Syrian officials have repeatedly disrupted alleged Hezbollah-linked terrorist plots. Last February, investigations uncovered new details about a cell behind attacks targeting the Mezzeh district and its military airport in Damascus, with early findings indicating ties to foreign entities and identifying the weapons used as originating from Hezbollah.
During the initial investigations, the detained suspects reportedly disclosed links to external parties, with findings indicating that the missiles and launch systems used in the attacks, along with drones seized during the operation, were supplied by Hezbollah.
The suspects also reportedly confessed to preparing to carry out new attacks using drones, before security services thwarted the plan.
Hezbollah denied the claims, calling them “false and fabricated allegations.” The terrorist group added that it had “no presence on Syrian territory” and “no activity, connection, or relationship with any party in Syria.”
Hezbollah had close relations with the regime of Syrian President Bashar al-Assad, who was ousted in late 2024 by rebel forces and replaced by the current government.
The Syrian government’s efforts to thwart Lebanon-based Hezbollah came after multiple Gulf countries said last month they dismantled terrorist networks linked to the terrorist group.
Meanwhile, Israel has been waging a military campaign against Hezbollah in neighboring southern Lebanon amid the joint US-Israeli war against Iran. While the campaign against Iran did not initially target Hezbollah, the terrorist group quickly joined the conflict in early March by launching rockets against the Jewish state in support of the Iranian regime, leading to ongoing and escalating Israeli retaliation.
As regional tensions continue to rise, direct talks between Israel and Lebanon are set to begin in the United States on Tuesday, marking the first such engagement in 43 years.
With the United States acting as mediator, Israel’s ambassador to Washington, Yechiel Leiter, and Lebanon’s ambassador, Nada Hamada Meoud, are expected to discuss de-escalation along the northern border and mechanisms for a stable ceasefire. Hezbollah is not officially participating in the talks.
According to a statement from the Prime Minister’s Office, the negotiations aim to advance Hezbollah’s disarmament and lay the groundwork for peaceful relations between the two countries.
For its part, Lebanon is demanding that Israel halt both aerial and ground operations and withdraw its forces from southern territory, while also seeking international assistance for reconstruction, particularly in the country’s south.
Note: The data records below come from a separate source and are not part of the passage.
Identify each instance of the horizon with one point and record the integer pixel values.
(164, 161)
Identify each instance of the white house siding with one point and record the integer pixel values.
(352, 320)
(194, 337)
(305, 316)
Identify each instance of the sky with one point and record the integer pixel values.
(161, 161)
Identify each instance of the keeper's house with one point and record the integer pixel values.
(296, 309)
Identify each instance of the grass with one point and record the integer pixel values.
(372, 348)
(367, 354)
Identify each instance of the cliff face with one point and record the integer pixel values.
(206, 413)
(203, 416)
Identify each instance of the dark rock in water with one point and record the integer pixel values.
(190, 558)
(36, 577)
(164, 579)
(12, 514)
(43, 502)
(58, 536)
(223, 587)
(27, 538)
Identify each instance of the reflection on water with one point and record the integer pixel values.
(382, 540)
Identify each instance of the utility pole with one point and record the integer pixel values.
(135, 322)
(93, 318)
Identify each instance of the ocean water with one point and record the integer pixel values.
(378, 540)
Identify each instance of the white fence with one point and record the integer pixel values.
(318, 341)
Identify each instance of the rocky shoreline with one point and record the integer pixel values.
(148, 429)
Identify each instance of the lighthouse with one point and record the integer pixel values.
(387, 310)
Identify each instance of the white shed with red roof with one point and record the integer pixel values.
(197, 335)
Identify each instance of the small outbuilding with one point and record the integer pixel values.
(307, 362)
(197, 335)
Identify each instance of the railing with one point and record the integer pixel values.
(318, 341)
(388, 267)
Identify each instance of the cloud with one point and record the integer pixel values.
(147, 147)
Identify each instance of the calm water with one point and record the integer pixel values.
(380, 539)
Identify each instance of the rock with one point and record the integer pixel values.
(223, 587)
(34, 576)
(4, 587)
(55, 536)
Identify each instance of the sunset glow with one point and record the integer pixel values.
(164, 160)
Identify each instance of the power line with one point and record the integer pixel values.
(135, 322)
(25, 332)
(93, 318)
However, it remains unclear how far the Lebanese government can move against Hezbollah without risking escalation into civil conflict, especially as Israel has signaled it will not withdraw its forces until the group’s threat is eliminated. Beirut has so far failed to dismantle Hezbollah’s arsenal.
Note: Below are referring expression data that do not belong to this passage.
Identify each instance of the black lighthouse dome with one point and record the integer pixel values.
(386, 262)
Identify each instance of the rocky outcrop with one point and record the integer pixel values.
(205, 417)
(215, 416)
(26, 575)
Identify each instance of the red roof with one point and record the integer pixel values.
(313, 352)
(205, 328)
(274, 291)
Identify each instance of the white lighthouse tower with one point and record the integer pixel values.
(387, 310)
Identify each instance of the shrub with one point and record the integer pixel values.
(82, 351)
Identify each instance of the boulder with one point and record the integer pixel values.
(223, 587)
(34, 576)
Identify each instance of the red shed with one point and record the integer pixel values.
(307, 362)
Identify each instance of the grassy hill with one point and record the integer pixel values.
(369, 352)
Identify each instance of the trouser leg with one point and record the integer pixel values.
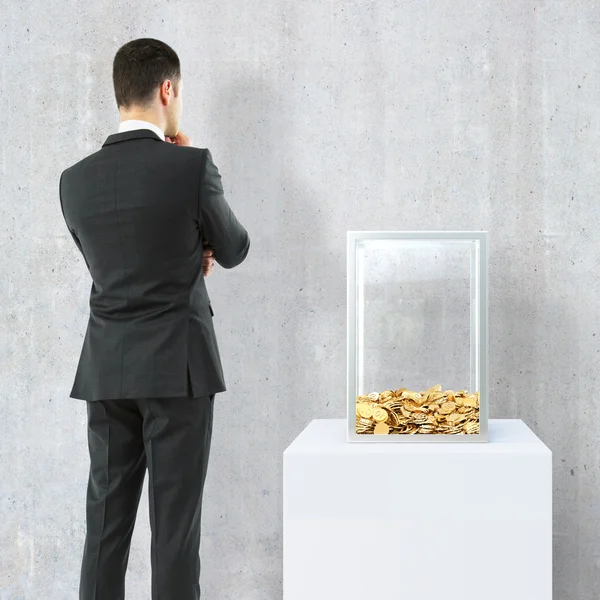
(117, 469)
(177, 436)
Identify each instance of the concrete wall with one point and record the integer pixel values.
(322, 117)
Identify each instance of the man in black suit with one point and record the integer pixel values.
(148, 214)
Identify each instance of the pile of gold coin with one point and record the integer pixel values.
(428, 411)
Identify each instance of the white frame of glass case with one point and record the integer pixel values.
(479, 350)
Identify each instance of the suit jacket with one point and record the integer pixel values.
(139, 210)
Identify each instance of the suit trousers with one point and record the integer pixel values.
(170, 437)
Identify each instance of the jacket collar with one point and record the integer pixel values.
(133, 134)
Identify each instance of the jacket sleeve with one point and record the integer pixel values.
(75, 238)
(219, 227)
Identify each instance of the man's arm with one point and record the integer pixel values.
(75, 238)
(219, 227)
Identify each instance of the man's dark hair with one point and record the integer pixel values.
(139, 67)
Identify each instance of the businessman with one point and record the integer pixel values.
(148, 214)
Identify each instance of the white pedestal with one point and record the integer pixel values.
(419, 521)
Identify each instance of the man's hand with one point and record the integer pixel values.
(179, 140)
(208, 262)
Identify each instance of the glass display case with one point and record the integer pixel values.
(417, 336)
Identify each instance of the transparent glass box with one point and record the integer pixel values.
(417, 336)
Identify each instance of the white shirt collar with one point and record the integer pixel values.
(130, 124)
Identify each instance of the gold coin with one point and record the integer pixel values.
(380, 414)
(447, 408)
(365, 410)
Meanwhile, Israel has made clear that the negotiations will proceed under fire, with the Israel Defense Forces continuing strikes in southern Lebanon.
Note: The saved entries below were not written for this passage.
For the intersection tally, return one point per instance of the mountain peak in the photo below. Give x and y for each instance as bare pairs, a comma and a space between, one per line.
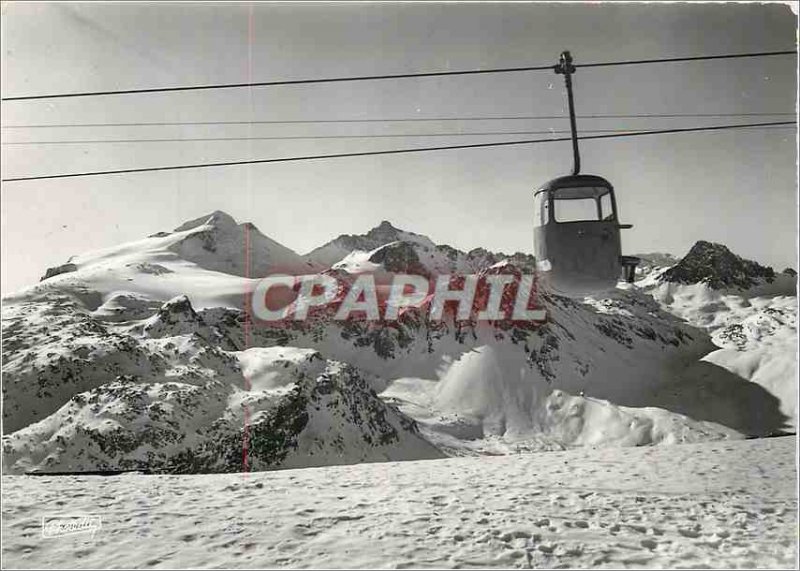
218, 218
718, 267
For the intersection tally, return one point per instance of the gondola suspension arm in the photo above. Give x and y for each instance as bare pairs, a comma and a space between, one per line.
564, 67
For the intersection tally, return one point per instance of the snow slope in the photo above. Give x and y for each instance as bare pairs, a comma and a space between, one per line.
204, 259
145, 349
706, 505
749, 311
357, 253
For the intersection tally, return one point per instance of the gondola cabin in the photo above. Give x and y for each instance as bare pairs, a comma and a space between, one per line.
577, 238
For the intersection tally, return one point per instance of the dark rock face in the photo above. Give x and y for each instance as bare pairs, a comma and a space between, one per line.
58, 270
718, 267
399, 257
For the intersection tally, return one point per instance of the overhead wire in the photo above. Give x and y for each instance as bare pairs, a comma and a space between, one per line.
288, 82
390, 152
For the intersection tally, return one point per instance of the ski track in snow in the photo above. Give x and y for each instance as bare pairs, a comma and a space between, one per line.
715, 504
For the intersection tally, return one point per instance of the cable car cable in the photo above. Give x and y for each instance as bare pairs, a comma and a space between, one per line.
393, 151
384, 77
402, 120
320, 137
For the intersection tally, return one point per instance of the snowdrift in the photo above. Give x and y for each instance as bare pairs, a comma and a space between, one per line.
141, 357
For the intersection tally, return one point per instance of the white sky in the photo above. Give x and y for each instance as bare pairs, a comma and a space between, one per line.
738, 188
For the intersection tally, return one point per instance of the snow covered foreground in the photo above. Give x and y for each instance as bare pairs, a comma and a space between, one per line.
713, 504
140, 357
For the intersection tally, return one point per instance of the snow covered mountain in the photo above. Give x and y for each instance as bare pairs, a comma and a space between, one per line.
749, 310
356, 253
141, 357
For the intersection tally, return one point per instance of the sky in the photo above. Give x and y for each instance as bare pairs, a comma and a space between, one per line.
734, 187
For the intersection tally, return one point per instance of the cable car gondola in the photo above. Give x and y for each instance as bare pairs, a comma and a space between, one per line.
576, 226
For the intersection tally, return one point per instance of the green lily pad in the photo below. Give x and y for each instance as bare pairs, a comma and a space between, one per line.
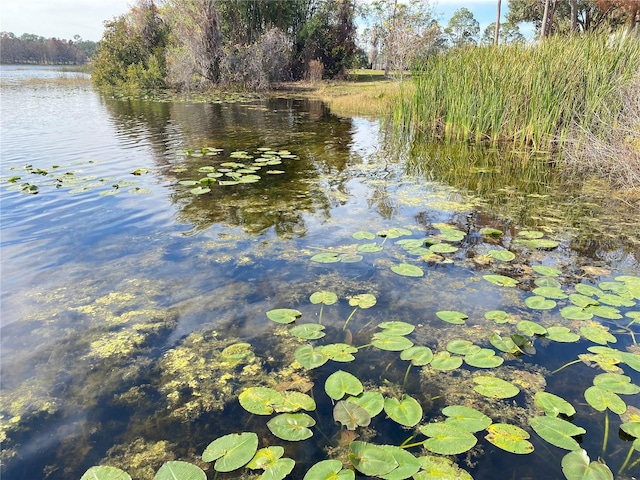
407, 464
259, 400
391, 343
447, 439
502, 255
326, 257
452, 316
562, 334
494, 387
418, 355
397, 327
597, 334
371, 460
443, 361
501, 280
537, 302
231, 451
372, 402
466, 418
407, 270
364, 300
553, 405
338, 352
406, 411
443, 248
329, 470
363, 235
462, 347
308, 331
484, 358
531, 328
576, 466
341, 383
324, 297
546, 271
557, 431
283, 315
531, 234
369, 248
588, 290
104, 472
440, 468
510, 438
292, 427
550, 292
177, 469
498, 316
491, 232
310, 357
573, 312
293, 401
351, 415
616, 383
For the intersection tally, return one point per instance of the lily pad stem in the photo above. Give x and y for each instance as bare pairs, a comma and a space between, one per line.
349, 318
606, 433
565, 366
626, 460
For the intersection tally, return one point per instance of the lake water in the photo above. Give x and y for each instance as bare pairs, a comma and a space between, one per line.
124, 280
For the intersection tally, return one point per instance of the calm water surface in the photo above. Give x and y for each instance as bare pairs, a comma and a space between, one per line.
121, 288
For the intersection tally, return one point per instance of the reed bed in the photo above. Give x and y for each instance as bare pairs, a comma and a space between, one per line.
530, 95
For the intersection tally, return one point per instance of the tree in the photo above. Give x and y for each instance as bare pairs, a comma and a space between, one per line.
462, 28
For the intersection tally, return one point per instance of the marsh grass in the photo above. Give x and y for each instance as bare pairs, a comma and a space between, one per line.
528, 95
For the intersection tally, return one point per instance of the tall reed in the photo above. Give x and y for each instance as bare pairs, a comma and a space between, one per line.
531, 95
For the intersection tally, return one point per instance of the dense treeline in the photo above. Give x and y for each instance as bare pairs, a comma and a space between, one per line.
30, 48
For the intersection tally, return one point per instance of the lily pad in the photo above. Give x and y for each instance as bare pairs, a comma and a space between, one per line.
351, 415
372, 402
577, 466
447, 439
406, 411
371, 460
283, 315
553, 405
484, 358
452, 316
310, 357
466, 418
407, 270
259, 400
231, 451
510, 438
105, 472
329, 470
292, 427
341, 383
308, 331
177, 469
557, 431
502, 255
501, 280
494, 387
443, 361
324, 297
537, 302
418, 355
Last week, the IDF confirmed that more than 250 Hezbollah terrorists and commanders were eliminated in what it described as its largest strike in Lebanon, including dozens in Beirut, as part of its ongoing military campaign against the terrorist group.
The IDF said the attacks amounted to a precise and extensive strike on Hezbollah’s command and control systems.
“The elimination of the commanders resulted in a strategic and broad-based damage that affected all dimensions of the organization’s capabilities,” a senior military intelligence official told Israel’s Channel 12.
“These are commanders with rich experience and knowledge that have been cut off. We have not yet finished assessing the impact of the blow and we are discovering additional eliminated terrorists every day,” he continued.